Quaylin Tyrell Wesley, 27, an Oakland man working as a summer camp counselor, was scheduled for arraignment Wednesday morning in Oakland on eight felony counts — including six counts of lewd acts on a child — after allegedly entering a UC Berkeley dormitory room in the early morning hours and sexually assaulting an 11-year-old camper.

The case raises troubling questions about oversight of third-party youth programs that use UC Berkeley's residential facilities: university officials confirmed the camp was operated by an outside organization but refused to name it, saying only that the program has "concluded." Parents of other children who attended are left without any public information about the program that employed the accused man.

Quaylin Tyrell Wesley appeared in Alameda County Superior Court Wednesday for arraignment, one of the more immediate legal milestones in a case that began in the predawn hours of June 14, when Wesley allegedly crept into a dorm room where two young girls were sleeping.

According to a University of California Police Department statement filed in Alameda County Superior Court and reported by Berkeleyside, Wesley entered the room sometime before 2 a.m. and groped the 11-year-old with his hands and mouth. The girl, fearing what he "would do if he knew she was awake," pretended to be asleep, according to the court statement. Wesley fled when her roommate stirred on the adjacent bed.

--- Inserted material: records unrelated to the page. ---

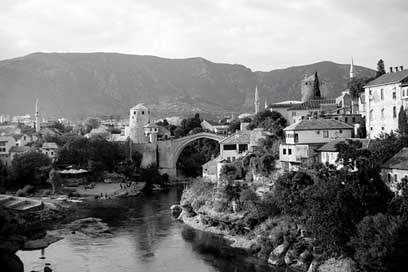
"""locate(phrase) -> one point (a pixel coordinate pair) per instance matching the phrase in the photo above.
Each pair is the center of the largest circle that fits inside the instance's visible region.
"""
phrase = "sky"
(260, 34)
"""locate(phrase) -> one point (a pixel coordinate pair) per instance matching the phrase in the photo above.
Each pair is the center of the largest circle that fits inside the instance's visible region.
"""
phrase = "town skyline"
(178, 30)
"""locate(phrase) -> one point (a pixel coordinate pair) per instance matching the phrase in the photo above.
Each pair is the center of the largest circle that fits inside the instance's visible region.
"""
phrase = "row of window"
(394, 113)
(289, 151)
(394, 93)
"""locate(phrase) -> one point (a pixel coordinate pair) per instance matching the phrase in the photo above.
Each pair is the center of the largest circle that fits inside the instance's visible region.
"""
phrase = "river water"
(144, 237)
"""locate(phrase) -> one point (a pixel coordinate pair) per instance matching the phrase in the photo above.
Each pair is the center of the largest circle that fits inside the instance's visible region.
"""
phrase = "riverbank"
(272, 238)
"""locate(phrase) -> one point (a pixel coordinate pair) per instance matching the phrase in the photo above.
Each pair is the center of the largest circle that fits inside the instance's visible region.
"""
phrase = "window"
(230, 147)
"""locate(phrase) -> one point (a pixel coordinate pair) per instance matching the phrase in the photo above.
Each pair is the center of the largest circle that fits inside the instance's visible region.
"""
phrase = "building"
(303, 138)
(300, 111)
(329, 152)
(214, 127)
(395, 169)
(384, 97)
(283, 108)
(50, 149)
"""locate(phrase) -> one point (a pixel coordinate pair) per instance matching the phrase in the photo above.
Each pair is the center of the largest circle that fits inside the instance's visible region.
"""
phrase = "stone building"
(384, 97)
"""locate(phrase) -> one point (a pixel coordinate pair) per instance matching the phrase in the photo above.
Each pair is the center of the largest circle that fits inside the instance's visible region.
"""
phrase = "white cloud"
(260, 34)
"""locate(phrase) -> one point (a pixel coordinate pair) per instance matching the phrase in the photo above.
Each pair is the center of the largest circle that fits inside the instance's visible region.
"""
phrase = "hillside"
(78, 85)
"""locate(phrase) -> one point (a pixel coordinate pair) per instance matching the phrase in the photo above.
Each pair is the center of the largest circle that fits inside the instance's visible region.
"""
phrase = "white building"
(395, 169)
(303, 138)
(384, 97)
(50, 149)
(139, 117)
(329, 152)
(214, 127)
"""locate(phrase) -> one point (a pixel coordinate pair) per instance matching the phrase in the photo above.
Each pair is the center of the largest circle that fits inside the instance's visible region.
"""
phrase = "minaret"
(37, 117)
(257, 100)
(351, 69)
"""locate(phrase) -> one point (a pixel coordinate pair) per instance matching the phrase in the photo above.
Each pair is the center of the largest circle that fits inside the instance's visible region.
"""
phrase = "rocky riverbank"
(277, 240)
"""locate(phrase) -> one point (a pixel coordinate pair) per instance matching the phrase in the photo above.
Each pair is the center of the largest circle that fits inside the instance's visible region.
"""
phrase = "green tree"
(380, 68)
(402, 122)
(381, 243)
(24, 167)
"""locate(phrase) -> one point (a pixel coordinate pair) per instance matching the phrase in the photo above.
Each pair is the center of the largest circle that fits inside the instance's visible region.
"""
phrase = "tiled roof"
(389, 78)
(50, 145)
(20, 149)
(399, 161)
(313, 104)
(331, 146)
(315, 124)
(241, 137)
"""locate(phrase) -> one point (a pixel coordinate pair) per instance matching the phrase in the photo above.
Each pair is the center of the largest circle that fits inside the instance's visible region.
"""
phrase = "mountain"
(78, 85)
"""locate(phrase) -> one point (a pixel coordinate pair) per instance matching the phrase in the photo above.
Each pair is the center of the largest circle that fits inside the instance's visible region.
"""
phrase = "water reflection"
(144, 238)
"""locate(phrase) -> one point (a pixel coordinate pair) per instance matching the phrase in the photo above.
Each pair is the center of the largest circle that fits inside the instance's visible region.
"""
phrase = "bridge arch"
(180, 143)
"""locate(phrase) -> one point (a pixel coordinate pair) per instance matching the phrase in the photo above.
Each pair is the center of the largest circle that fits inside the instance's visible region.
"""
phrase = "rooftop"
(399, 161)
(331, 146)
(241, 137)
(316, 124)
(313, 104)
(389, 78)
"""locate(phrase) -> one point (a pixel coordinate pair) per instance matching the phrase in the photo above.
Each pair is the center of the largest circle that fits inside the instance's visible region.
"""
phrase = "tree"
(402, 122)
(55, 180)
(380, 68)
(25, 166)
(381, 243)
(316, 87)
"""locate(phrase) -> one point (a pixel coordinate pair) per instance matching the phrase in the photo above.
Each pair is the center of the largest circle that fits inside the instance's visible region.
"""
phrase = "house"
(395, 169)
(18, 150)
(50, 149)
(300, 111)
(6, 143)
(384, 97)
(303, 138)
(283, 107)
(329, 153)
(214, 127)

He returned minutes later and sexually assaulted the girl a second time, again fleeing when the roommate moved, according to police. After he left, the girl tried to wake her roommate and, when she couldn't, ran to a bathroom and then found another camper and a counselor to report what had happened. Camp counselors evacuated the children to a nearby room and blocked the door before calling UCPD.

Officers arrived to find Wesley gone. He was arrested approximately 12 hours later, shortly after 2 p.m. that same Saturday, and has been held at Santa Rita Jail in Dublin ever since. On Tuesday, the Alameda County District Attorney's Office formally charged Wesley with two counts of burglary and six counts of lewd acts on a child — all felonies.

The program nobody will name

Beyond the charges against Wesley lies a significant accountability gap: UC Berkeley will not publicly identify the third-party camp that employed him as a counselor and placed him in the dorms alongside children.

"The third-party program that was involved has concluded its program at UC Berkeley," university spokesperson Janet Gilmore told Berkeleyside in an emailed statement. When asked whether the program had ended permanently or merely concluded its current session, Gilmore declined to elaborate.

Gilmore explained that Berkeley was withholding the camp's identity "because the matter involves a minor who is a sexual assault victim, in order to protect their identity, and because this is an ongoing police matter." But critics could reasonably argue the two rationales are in tension: a child victim's identity does not hinge on which organization ran the camp, and parents of other children who may have attended have no way to know whether their own kids had contact with Wesley.

The university's stance also leaves open basic questions: How many children were enrolled in the program? What vetting, if any, did the camp require of its counselors? What supervision was in place overnight, given that a counselor was apparently able to enter campers' dorm rooms in the early morning hours undetected?

UC Berkeley routinely leases its dormitory facilities to outside programs during the summer, a common practice at major research universities. Those arrangements typically include the use of residential halls and campus dining — along with whatever overnight supervision protocols exist, or don't, between the university and the contracting organization.

Wesley's arraignment Wednesday marks the beginning of formal criminal proceedings. He faces a maximum of years in state prison if convicted on all counts.